Daniel Smith: That’s great. And that gives us really good sense of the data, how it’s collected, how you process it and so on. Now, can you walk us a bit through how AI is used to analyze this data and offer the health insights?

Yael Bensoussan: Yeah, of course. So again, we’re not the only one doing this. So I think it’s important to say that the technology out there exists. There’s multiple companies and research labs doing this work, but I can give you kind of the basis of how things work. There are different types of features or biomarkers, right? So when we talk about, there’s some voice features that can be analyzed. So for example, the frequency at which we talk, right? To differentiate between a male and a female, usually the frequency of a female is around 200 hertz, male, 100 hertz. So that’s one feature. Then we can talk about features of how the voice shakes or how the voice is stable. So those are features that we can extract.

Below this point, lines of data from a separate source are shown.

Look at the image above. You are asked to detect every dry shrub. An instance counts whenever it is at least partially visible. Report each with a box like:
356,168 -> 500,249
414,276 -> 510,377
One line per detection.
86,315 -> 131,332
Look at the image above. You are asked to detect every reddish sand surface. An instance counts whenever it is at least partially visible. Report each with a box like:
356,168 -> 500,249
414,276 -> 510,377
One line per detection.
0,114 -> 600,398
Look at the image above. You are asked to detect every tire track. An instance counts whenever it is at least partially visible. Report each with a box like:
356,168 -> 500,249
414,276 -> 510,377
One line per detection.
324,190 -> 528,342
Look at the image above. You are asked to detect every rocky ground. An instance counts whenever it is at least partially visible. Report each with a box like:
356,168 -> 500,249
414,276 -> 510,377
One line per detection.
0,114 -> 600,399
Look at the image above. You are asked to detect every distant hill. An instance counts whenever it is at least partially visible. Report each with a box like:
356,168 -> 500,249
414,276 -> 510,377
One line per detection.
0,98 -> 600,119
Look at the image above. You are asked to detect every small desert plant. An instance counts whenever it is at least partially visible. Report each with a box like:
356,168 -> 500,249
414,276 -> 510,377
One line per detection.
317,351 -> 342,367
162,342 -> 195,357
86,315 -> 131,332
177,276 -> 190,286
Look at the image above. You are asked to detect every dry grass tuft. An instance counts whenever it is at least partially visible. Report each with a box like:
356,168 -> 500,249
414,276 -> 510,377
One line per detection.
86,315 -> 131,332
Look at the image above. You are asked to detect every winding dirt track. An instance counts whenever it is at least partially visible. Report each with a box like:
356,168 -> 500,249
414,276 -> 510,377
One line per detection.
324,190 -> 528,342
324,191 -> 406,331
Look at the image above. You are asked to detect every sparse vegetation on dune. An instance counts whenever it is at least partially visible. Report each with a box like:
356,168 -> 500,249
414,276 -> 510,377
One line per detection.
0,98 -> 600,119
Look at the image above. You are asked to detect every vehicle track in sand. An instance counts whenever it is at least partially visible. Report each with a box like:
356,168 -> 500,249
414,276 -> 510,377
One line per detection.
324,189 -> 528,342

And then when we think about speech features, we can talk about like the rate of speech, right? The rate of speech, for example, is a really good biomarkers for diseases like Parkinson’s. When people have Parkinson’s, they speak a lot slower, and actually, the frequency at which they speak is a lot more monotonous. So if you extracted frequency range from a clip, you take an audio clip, you look at the frequency range, how high and low they can go, compared to somebody that has no Parkinson, then the range will be a lot smaller, because they’re very monotonous and the rate of speech will be a lot slower. So this is how the models work, is that we extract lots and lots and lots of features from these audio clips. And then we build models and we say, “Well, these are all the features we extracted. Can you see the difference?” And then based on different features, they can make a diagnosis.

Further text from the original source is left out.